I have no inside information, no best friend in the Fed, no hotline to Cramer. I’m as surprised as anyone that we keep closing within a few pennies of our forecast.
I mean, I believe in harmonics and chart patterns and technical analysis — overlayed with common sense. And, I (usually) know when to bail on a losing position. But, this is just plain creepy.
Today marked our first quarter-end, and we’re up almost 35% on a cash basis based on forecast highs and lows that I’ve posted. Today was icing on the cake, as we landed within inches of our 1326.19 target.
Thanks to all of you who’ve joined over the past three months. I appreciate the faith you’ve shown in joining up, and will continue to do my best to offer the best information I can.
As always, the big question after a day like today is “what’s next?”
continued…
SPX very nearly reached the other side of the channel I drew. Just eyeballing it, there’s at most a couple of points it could drop before the channel would need to be redrawn.
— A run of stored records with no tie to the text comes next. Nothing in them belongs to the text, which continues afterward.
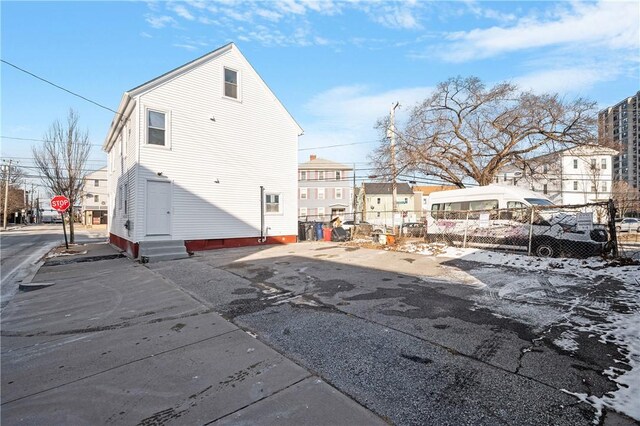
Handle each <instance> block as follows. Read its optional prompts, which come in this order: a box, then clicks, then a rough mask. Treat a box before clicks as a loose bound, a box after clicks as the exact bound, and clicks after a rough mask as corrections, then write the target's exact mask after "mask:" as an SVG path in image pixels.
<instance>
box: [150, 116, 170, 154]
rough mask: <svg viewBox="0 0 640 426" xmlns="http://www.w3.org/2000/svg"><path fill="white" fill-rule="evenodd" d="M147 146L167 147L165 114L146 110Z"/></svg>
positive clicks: (166, 122) (166, 120)
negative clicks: (153, 145) (157, 145)
mask: <svg viewBox="0 0 640 426" xmlns="http://www.w3.org/2000/svg"><path fill="white" fill-rule="evenodd" d="M147 144H148V145H158V146H167V114H165V113H164V112H161V111H155V110H151V109H148V110H147Z"/></svg>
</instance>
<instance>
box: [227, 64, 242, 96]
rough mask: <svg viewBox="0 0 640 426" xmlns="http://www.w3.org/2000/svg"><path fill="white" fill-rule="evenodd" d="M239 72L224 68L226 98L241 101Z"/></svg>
mask: <svg viewBox="0 0 640 426" xmlns="http://www.w3.org/2000/svg"><path fill="white" fill-rule="evenodd" d="M239 77H240V75H239V73H238V71H237V70H234V69H231V68H227V67H224V96H225V97H227V98H231V99H236V100H238V99H240V95H239V93H240V90H239V86H240V81H239Z"/></svg>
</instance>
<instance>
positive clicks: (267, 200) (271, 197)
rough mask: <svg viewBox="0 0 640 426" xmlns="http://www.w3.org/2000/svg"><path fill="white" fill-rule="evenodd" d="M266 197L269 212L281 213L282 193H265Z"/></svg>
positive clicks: (265, 200)
mask: <svg viewBox="0 0 640 426" xmlns="http://www.w3.org/2000/svg"><path fill="white" fill-rule="evenodd" d="M264 198H265V200H264V201H265V203H264V204H265V211H266V212H267V213H280V194H265V196H264Z"/></svg>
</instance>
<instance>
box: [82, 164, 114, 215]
mask: <svg viewBox="0 0 640 426" xmlns="http://www.w3.org/2000/svg"><path fill="white" fill-rule="evenodd" d="M108 201H109V189H108V187H107V168H106V167H103V168H101V169H100V170H96V171H95V172H93V173H89V174H88V175H87V176H86V177H85V178H84V188H83V194H82V197H81V200H80V203H81V205H80V211H81V212H82V223H84V224H85V225H105V224H106V223H107V221H108V217H109V212H108V210H107V207H108V204H109V203H108Z"/></svg>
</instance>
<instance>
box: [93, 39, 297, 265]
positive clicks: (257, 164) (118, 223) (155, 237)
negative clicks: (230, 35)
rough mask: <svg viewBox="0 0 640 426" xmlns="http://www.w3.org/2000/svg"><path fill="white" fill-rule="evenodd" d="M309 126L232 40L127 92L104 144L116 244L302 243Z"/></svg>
mask: <svg viewBox="0 0 640 426" xmlns="http://www.w3.org/2000/svg"><path fill="white" fill-rule="evenodd" d="M301 134H302V129H301V128H300V126H299V125H298V124H297V123H296V121H295V120H294V119H293V117H292V116H291V115H290V114H289V113H288V112H287V110H286V109H285V108H284V106H283V105H282V104H281V103H280V101H279V100H278V99H277V98H276V96H275V95H274V94H273V92H271V90H270V89H269V87H267V85H266V84H265V82H264V81H263V80H262V79H261V78H260V76H259V75H258V74H257V73H256V71H255V70H254V69H253V67H252V66H251V64H249V62H248V61H247V60H246V58H245V57H244V56H243V55H242V53H240V51H239V50H238V48H237V47H236V46H235V45H234V44H233V43H230V44H228V45H226V46H223V47H221V48H219V49H217V50H215V51H213V52H210V53H208V54H206V55H204V56H202V57H200V58H198V59H195V60H194V61H192V62H189V63H187V64H185V65H183V66H180V67H178V68H176V69H174V70H172V71H169V72H167V73H165V74H163V75H161V76H159V77H157V78H155V79H153V80H151V81H149V82H147V83H144V84H142V85H140V86H138V87H135V88H133V89H131V90H129V91H127V92H125V93H124V95H123V96H122V100H121V102H120V106H119V107H118V112H117V114H116V116H115V117H114V119H113V121H112V123H111V128H110V129H109V133H108V135H107V137H106V140H105V142H104V145H103V149H104V150H105V151H106V152H107V153H108V166H107V167H108V179H109V197H110V202H109V227H108V228H109V238H110V241H111V243H112V244H114V245H116V246H118V247H120V248H122V249H124V250H126V251H127V252H128V253H129V254H130V255H132V256H133V257H138V254H139V252H138V250H139V249H142V248H143V247H144V246H145V245H146V246H151V245H152V243H154V242H155V243H156V244H158V242H160V241H163V242H165V241H166V242H183V243H184V245H185V246H186V249H187V250H189V251H194V250H206V249H212V248H222V247H237V246H244V245H256V244H265V243H289V242H295V241H296V236H297V149H298V136H299V135H301Z"/></svg>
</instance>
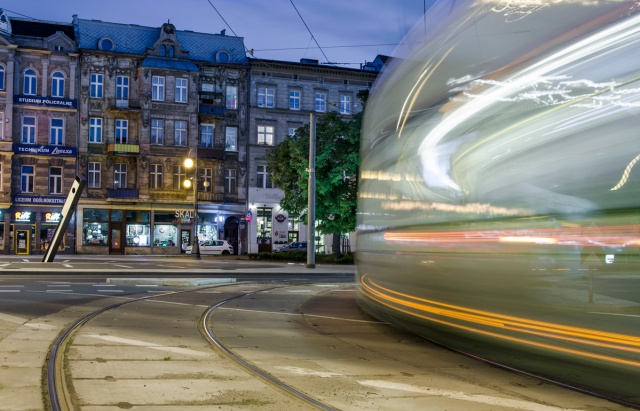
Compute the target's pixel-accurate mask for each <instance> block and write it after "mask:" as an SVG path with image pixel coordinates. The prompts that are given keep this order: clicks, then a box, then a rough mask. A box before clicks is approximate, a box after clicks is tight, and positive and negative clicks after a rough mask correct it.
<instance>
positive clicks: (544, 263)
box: [356, 0, 640, 408]
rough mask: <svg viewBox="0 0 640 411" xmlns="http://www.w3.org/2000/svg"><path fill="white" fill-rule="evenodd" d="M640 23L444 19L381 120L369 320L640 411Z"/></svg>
mask: <svg viewBox="0 0 640 411" xmlns="http://www.w3.org/2000/svg"><path fill="white" fill-rule="evenodd" d="M639 7H640V5H639V4H637V3H636V2H630V1H600V0H593V1H578V0H561V1H548V0H540V1H530V2H529V1H522V2H513V1H506V0H505V1H489V0H487V1H483V0H479V1H455V2H451V1H440V2H438V3H435V4H434V5H433V6H432V8H431V9H430V10H429V11H428V12H427V14H426V15H425V17H424V19H421V21H420V23H419V24H418V25H417V26H416V27H415V28H414V29H413V30H412V32H411V33H410V34H409V35H408V36H407V38H405V40H404V41H403V42H402V45H401V46H400V47H399V48H398V50H396V52H395V53H394V57H393V58H392V59H391V63H390V64H389V65H388V67H386V68H385V70H384V71H383V73H381V76H380V78H379V79H378V81H377V82H376V84H375V85H374V89H373V91H372V94H371V96H370V98H369V102H368V105H367V108H366V111H365V119H364V124H363V135H362V147H361V168H360V173H361V175H360V189H359V208H358V240H357V241H358V250H357V255H356V259H357V278H358V286H359V289H358V299H359V302H360V304H361V306H362V307H363V308H364V309H365V310H366V311H368V312H369V313H370V314H372V315H373V316H375V317H377V318H380V319H382V320H384V321H389V322H391V323H393V324H395V325H396V326H398V327H401V328H404V329H406V330H409V331H411V332H414V333H417V334H419V335H421V336H423V337H425V338H427V339H429V340H431V341H434V342H436V343H438V344H442V345H444V346H447V347H450V348H452V349H455V350H458V351H460V352H463V353H466V354H469V355H472V356H476V357H479V358H481V359H483V360H485V361H489V362H492V363H495V364H498V365H501V366H504V367H508V368H510V369H514V370H518V371H521V372H526V373H529V374H533V375H536V376H538V377H540V378H544V379H547V380H550V381H554V382H556V383H559V384H563V385H566V386H568V387H571V388H574V389H578V390H581V391H585V392H588V393H592V394H595V395H599V396H604V397H606V398H609V399H611V400H613V401H617V402H620V403H623V404H626V405H630V406H633V407H636V408H640V384H639V383H638V381H640V164H639V163H638V162H639V160H640V9H639Z"/></svg>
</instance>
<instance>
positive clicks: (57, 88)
mask: <svg viewBox="0 0 640 411" xmlns="http://www.w3.org/2000/svg"><path fill="white" fill-rule="evenodd" d="M51 97H60V98H62V97H64V74H62V73H60V72H59V71H56V72H55V73H53V75H52V76H51Z"/></svg>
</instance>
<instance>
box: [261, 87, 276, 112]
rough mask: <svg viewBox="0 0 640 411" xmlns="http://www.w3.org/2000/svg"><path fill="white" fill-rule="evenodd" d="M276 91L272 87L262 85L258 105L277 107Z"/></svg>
mask: <svg viewBox="0 0 640 411" xmlns="http://www.w3.org/2000/svg"><path fill="white" fill-rule="evenodd" d="M275 95H276V91H275V89H272V88H267V87H262V88H259V89H258V107H266V108H273V107H275Z"/></svg>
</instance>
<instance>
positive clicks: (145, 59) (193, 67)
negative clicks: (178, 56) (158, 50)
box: [142, 57, 198, 71]
mask: <svg viewBox="0 0 640 411" xmlns="http://www.w3.org/2000/svg"><path fill="white" fill-rule="evenodd" d="M142 67H156V68H166V69H172V70H182V71H198V66H196V65H195V64H193V63H192V62H190V61H184V60H175V59H166V58H162V57H147V58H145V59H144V60H142Z"/></svg>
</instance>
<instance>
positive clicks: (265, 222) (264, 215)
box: [256, 207, 272, 238]
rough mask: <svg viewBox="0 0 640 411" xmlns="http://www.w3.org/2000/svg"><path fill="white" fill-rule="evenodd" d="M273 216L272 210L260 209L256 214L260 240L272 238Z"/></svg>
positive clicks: (263, 207)
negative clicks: (260, 238) (261, 239)
mask: <svg viewBox="0 0 640 411" xmlns="http://www.w3.org/2000/svg"><path fill="white" fill-rule="evenodd" d="M271 214H272V212H271V208H265V207H258V209H257V212H256V224H257V228H258V238H264V237H271Z"/></svg>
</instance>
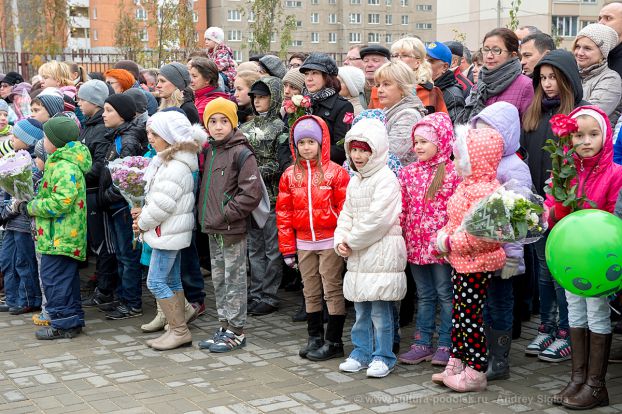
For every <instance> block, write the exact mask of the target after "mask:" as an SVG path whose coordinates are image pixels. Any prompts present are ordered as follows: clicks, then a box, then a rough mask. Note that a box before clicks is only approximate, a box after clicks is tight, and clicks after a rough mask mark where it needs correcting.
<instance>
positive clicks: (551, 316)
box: [535, 233, 568, 333]
mask: <svg viewBox="0 0 622 414" xmlns="http://www.w3.org/2000/svg"><path fill="white" fill-rule="evenodd" d="M547 236H548V233H547ZM547 236H545V237H542V238H541V239H540V240H538V241H537V242H536V243H535V250H536V257H537V259H538V264H539V267H540V279H539V281H538V285H539V289H540V323H542V325H544V329H545V331H546V332H552V333H555V331H556V330H557V328H559V329H566V330H568V302H567V301H566V292H565V290H564V288H563V287H561V286H560V285H559V284H558V283H557V282H556V281H555V280H554V279H553V276H551V272H550V271H549V267H548V266H547V265H546V257H545V254H544V248H545V246H546V239H547ZM558 310H559V325H557V323H556V319H557V311H558Z"/></svg>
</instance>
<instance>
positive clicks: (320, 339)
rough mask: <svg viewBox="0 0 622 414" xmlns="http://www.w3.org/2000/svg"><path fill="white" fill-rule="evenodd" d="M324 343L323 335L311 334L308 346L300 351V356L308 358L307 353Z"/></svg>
mask: <svg viewBox="0 0 622 414" xmlns="http://www.w3.org/2000/svg"><path fill="white" fill-rule="evenodd" d="M322 345H324V340H323V339H322V337H321V336H310V337H309V339H308V340H307V346H305V347H304V348H302V349H301V350H300V351H298V355H300V358H306V357H307V354H308V353H309V352H311V351H316V350H318V349H320V348H321V347H322Z"/></svg>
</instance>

We’ve retraced .382 of the A-B rise from 1266 to 1363, a perfectly acceptable Point C. We’ve also very nearly backtested the upper bound of the channel that brought us down from 1415.
The Dow is even more clear cut. There’s nearly a .382/.786 tag on the daily chart…




Comments
5 responses to “The Answer is No”
Hello PW, a comment on your DX chart in the prior post. From that chart, it indicates DX would go as low as 79.25 in early July (current DX is 82.23) It seems like DX should mover higher.
Can you explain how DX would go lower when (1) no QE for now and USD is stronger (2) Euro is not fixed. Attention is shifted from Greece to Spain. Euro should decline. (3) If ECB prints, Euro value would go lower. (in other words, whether ECB prints or not, Euro goes lower).
I expect stocks to have a very nice little run over the next several weeks, meaning DX should show some weakness. On Jan 13, DX began a 3.6-pt slide from 82.05 to 78.43 on Feb 9. SPX rose 77 points over the same period.
I’m looking for DX to get down to around 79 by July opex — a 3.4 pt decline. A 70-80 pt increase in stocks would put SPX around 1390-1400.
From there, though, I expect a strong increase in DX as stocks sell off. I can only speculate on what fundamental news or rumor might rally stocks, but believe the chart picture is ST bullish.
I’ll update the DX chart later, but we’re most of the way through the H&S pattern I charted two weeks ago: https://pebblewriter.com/the-dollar-currents-see/
Neely is pointing to a sub-1290 number with possible test of 1266 with another bounce to follow. Any harmonics mesh up with that forecast?
Meant Nenner, sorry.
thanks for all you do!!! I’m a pretty good chartist and it’s a good to see most of the time we are on the same page, but those times I have to question what I see and not what I feel, your analysis makes me make that hard decision that much easier. Great job bud!!!